The volume NAMES (both the compose-level argos_data and the host-level name: argos_panel_data) stay identical. Only the underlying storage moves from Docker's managed volume tree to your host path.

Critical gotchas

Bind-mount BEFORE the first compose up

Switching from named volumes to bind mounts on a running stack is a two-step operation: stop the stack, move the data from the Docker volume path to the bind path, then bring the stack back up with the override in place. Starting with bind mounts out of the gate is far simpler. If you already have production data in named volumes, export → move → re-import:

docker compose down
# Copy each volume's content to the new bind path.
for v in argos_panel_data argos_panel_backups argos_caddy_data \
         argos_caddy_config argos_caddy_logs argos_caddy_manual_certs \
         argos_crowdsec_data argos_crowdsec_config; do
    src=$(docker volume inspect "$v" -f '{{.Mountpoint}}')
    dst=/srv/argos-edge/$(echo "$v" | sed 's/argos_panel_//; s/argos_caddy_//; s/argos_crowdsec_/crowdsec-/')
    sudo rsync -a "$src/" "$dst/"
done
# Drop in the override, then:
docker compose up -d

Verify everything is intact (log in, list hosts, force a backup) before removing the old Docker volumes with docker volume rm <name>.

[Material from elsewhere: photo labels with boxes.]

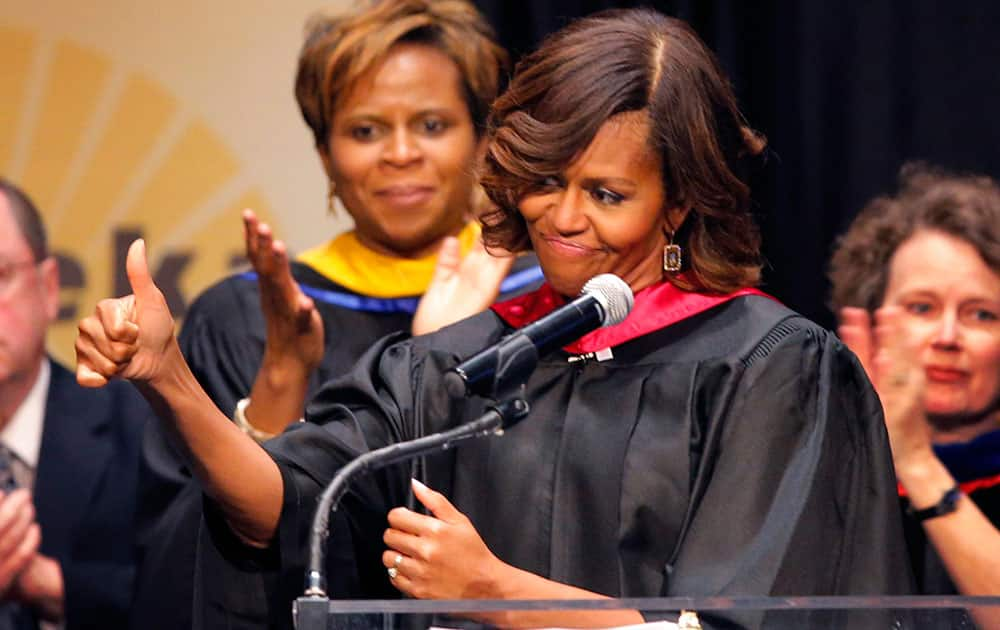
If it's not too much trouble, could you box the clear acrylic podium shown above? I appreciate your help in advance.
[295,596,1000,630]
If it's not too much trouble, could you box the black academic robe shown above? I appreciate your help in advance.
[201,296,911,627]
[131,256,541,630]
[900,430,1000,595]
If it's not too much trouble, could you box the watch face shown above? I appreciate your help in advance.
[907,486,962,521]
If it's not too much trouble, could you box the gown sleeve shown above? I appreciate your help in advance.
[664,325,912,627]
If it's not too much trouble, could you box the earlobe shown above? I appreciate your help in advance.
[663,207,691,232]
[38,256,59,322]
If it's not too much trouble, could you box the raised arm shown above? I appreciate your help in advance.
[382,479,644,628]
[243,210,324,437]
[76,239,283,546]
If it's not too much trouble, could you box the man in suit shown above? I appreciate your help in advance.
[0,179,151,630]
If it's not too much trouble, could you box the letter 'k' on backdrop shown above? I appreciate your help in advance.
[0,0,356,364]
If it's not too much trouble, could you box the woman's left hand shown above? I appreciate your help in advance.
[382,479,508,599]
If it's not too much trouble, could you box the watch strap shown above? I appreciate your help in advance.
[906,486,962,522]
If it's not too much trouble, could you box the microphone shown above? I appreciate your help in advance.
[445,273,633,398]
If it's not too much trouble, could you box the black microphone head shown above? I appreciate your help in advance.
[580,273,635,326]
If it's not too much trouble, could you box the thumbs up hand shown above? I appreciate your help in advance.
[76,239,176,387]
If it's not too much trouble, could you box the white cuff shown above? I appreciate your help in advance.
[233,398,275,444]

  • Backup tool permissions — the backup tool reads files owned by nobody (uid 65534). On most distros, running the backup as root handles this trivially; an unprivileged user needs either group membership, ACLs, or sudo.

  • Restore via filesystem-level tools needs chown -R — if your backup tool does not preserve uids (some cloud-bucket syncers flatten ownership), you must re-chown after restore or the containers will see permission-denied on their own data files. chown 65534:65534 /srv/argos-edge/{data,backups,manual-certs} fixes it.

  • SELinux (RHEL, Fedora, Rocky, AlmaLinux) — append :Z to the volume mount in the compose file, or the containers will hit Permission denied even with correct uid. Docker sets the container-specific SELinux label:

    volumes:
      - argos_data:/data:Z
    
  • AppArmor / unconfined host — usually no-op. Only relevant if you have a custom profile restricting Docker.

  • Filesystem choice — any POSIX filesystem works. SQLite (the argos DB) does NOT work reliably on NFS unless you have correctly-configured locking; keep argos_data on local storage. argos_backups on NFS is fine (just files).

Mix-and-match

Nothing forces you to bind-mount all eight. A common pattern:

  • Bind-mount argos_backups to a filesystem that your existing backup tool already watches.
  • Keep named volumes for the rest; let Docker manage them.

The override is per-volume — leave the ones you don't need out of the override YAML and they stay on Docker-managed storage.